The following example shows how you can use the bit group functions to calculate the number of days per month a user has visited a Web page.
CREATE TABLE t1 (year YEAR(4), month INT(2) UNSIGNED ZEROFILL, day INT(2) UNSIGNED ZEROFILL); INSERT INTO t1 VALUES(2000,1,1),(2000,1,20),(2000,1,30),(2000,2,2), (2000,2,23),(2000,2,23);
The example table contains year-month-day values representing visits by users to the page.
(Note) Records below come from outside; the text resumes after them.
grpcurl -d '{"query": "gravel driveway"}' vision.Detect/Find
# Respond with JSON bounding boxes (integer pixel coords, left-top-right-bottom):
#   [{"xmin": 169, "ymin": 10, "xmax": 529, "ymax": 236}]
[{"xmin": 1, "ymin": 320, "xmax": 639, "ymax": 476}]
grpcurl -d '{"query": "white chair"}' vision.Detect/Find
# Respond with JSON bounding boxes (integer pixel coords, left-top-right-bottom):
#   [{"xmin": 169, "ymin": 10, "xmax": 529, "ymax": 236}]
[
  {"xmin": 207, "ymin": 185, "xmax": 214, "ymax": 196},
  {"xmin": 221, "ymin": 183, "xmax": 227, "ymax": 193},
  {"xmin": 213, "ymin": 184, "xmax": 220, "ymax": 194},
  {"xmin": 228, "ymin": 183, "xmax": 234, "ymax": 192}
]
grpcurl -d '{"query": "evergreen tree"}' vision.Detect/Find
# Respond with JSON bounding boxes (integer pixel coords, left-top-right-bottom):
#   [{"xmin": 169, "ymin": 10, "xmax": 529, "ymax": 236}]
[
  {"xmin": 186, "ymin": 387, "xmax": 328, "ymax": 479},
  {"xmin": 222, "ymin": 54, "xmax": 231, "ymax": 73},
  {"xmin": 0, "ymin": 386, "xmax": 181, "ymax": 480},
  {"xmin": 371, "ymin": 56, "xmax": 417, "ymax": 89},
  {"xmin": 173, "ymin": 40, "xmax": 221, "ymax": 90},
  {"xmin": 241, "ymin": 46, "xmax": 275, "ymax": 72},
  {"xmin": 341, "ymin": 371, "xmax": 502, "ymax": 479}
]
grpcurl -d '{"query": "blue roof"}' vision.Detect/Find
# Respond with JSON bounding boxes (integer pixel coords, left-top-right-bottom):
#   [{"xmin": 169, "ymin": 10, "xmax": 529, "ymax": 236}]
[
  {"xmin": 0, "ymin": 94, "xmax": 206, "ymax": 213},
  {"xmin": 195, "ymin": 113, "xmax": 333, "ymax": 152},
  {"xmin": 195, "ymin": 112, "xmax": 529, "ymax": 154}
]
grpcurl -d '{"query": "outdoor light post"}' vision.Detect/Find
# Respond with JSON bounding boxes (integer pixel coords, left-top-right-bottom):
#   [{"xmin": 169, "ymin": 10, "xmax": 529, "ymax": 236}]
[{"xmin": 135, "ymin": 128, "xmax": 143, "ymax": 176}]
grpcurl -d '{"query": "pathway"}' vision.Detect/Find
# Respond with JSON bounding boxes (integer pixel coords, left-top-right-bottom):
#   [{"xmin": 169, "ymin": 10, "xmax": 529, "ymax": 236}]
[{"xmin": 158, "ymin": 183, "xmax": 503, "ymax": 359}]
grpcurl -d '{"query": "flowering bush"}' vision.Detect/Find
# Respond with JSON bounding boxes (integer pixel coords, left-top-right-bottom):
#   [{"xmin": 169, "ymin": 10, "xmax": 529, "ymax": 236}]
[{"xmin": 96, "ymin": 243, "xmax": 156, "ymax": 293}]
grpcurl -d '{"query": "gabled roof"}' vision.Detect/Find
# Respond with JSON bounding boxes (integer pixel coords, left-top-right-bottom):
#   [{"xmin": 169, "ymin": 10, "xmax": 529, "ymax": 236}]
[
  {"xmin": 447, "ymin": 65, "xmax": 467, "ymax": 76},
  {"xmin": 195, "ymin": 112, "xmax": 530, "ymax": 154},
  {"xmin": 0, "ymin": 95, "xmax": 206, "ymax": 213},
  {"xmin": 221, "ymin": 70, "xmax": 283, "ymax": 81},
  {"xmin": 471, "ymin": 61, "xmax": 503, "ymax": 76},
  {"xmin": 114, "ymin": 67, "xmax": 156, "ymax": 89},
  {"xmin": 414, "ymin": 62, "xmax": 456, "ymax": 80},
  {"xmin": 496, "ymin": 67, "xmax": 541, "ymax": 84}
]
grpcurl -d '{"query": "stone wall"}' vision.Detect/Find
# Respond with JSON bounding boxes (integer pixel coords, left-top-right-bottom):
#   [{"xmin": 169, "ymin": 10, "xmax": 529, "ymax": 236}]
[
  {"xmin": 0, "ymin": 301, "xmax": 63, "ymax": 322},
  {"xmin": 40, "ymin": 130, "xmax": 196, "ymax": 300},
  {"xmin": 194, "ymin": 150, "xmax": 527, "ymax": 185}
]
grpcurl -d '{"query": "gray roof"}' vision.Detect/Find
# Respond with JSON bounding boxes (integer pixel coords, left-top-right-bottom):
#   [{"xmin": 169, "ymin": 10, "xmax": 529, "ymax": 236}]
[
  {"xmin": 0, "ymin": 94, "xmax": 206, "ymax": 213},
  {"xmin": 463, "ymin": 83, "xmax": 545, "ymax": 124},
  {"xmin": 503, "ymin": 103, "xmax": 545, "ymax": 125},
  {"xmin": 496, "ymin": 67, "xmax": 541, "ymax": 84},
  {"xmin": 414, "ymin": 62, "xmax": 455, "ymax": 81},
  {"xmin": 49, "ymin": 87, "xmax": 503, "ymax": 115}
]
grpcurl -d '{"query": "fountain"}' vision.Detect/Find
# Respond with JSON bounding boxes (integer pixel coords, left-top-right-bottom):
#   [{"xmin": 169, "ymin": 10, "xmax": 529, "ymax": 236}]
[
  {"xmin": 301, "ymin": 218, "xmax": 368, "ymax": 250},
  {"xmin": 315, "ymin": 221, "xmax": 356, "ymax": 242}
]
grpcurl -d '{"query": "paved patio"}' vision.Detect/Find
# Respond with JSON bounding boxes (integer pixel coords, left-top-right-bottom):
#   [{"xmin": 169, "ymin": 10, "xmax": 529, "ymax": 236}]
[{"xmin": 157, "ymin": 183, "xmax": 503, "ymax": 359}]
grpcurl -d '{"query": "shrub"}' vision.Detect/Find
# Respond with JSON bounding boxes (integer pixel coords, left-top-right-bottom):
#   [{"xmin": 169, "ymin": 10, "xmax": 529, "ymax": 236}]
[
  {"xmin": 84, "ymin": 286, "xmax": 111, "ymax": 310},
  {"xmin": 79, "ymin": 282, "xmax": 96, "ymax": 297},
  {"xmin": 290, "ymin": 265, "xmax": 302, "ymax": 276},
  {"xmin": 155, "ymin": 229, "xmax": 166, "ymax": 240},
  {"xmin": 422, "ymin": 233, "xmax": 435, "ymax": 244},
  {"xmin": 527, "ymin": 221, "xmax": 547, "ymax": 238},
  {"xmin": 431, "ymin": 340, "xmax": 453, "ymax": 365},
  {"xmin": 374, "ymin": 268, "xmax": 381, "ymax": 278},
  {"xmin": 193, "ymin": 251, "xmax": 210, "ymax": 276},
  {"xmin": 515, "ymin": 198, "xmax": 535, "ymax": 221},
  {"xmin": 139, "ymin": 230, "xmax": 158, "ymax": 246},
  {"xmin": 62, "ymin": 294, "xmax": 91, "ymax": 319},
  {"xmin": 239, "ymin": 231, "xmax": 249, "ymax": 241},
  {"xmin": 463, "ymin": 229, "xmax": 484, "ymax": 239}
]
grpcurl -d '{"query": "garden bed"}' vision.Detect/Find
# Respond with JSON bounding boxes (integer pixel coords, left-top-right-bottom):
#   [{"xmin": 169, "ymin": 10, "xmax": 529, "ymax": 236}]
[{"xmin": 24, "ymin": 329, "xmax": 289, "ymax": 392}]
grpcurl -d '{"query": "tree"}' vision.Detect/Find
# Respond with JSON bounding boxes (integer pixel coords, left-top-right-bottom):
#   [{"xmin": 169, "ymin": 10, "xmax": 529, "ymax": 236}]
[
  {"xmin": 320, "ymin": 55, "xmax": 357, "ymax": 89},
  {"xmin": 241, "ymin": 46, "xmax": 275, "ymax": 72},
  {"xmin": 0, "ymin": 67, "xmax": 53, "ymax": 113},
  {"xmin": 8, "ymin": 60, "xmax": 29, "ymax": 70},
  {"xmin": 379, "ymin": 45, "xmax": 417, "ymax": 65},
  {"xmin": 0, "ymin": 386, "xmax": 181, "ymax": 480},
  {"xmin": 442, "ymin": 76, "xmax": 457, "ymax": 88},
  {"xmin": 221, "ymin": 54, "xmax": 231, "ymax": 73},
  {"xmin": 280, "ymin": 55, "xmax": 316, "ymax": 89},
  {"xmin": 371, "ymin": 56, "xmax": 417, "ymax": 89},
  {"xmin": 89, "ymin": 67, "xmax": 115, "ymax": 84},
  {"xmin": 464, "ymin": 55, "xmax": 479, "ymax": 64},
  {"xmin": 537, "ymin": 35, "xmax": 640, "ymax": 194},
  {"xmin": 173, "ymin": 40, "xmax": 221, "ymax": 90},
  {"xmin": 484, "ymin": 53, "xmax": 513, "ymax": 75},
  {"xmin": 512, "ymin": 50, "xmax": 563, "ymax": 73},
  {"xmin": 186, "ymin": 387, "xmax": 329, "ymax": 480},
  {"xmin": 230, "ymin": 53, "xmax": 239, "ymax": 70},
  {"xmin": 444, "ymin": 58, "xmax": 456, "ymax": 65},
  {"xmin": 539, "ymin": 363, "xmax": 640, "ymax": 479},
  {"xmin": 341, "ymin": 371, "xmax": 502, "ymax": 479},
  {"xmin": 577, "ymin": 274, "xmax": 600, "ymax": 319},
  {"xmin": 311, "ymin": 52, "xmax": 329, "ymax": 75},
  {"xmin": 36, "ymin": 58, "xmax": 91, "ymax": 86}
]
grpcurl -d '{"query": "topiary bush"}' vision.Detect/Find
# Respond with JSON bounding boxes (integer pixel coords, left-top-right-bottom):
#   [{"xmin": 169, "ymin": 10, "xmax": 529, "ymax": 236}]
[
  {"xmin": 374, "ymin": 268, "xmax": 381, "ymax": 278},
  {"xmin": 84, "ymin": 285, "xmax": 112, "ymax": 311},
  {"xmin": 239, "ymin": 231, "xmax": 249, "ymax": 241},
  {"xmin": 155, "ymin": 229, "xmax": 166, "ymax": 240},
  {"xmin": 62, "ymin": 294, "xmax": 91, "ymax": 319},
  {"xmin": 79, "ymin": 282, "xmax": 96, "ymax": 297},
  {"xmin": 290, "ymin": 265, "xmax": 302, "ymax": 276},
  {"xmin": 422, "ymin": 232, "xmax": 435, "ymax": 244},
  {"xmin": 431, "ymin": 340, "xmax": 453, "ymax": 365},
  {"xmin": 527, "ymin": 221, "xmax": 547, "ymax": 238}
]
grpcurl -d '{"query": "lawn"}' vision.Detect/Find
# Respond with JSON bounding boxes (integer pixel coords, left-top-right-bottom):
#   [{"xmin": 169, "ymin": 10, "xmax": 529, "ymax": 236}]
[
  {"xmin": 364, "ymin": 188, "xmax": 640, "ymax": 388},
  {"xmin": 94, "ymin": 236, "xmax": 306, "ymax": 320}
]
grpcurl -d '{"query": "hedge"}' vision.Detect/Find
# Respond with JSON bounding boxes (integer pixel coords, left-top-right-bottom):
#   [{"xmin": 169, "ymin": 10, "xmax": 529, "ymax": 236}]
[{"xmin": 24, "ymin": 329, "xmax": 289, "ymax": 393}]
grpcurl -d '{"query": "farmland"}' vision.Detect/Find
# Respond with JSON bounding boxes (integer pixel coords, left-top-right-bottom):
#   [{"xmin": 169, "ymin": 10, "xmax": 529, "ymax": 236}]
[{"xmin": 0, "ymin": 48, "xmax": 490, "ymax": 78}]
To determine how many different days in each month these visits occur, use this query:
SELECT year,month,BIT_COUNT(BIT_OR(1<<day)) AS days FROM t1 GROUP BY year,month;
Which returns:
+------+-------+------+ | year | month | days | +------+-------+------+ | 2000 | 01 | 3 | | 2000 | 02 | 2 | +------+-------+------+
The query calculates how many different days appear in the table for each year/month combination, with automatic removal of duplicate entries.
User Comments
It seems to me that it would be much simpler and intuitive to use something like this to query the days per month:
SELECT year, month, COUNT(DISTINCT day) AS days FROM t1 GROUP BY year,month;
Note that this example is not suitable for large-scale processing of weblogs ... it's missing indexes and usually one might use an aggregated counter if aggregated values are goal of the statistics.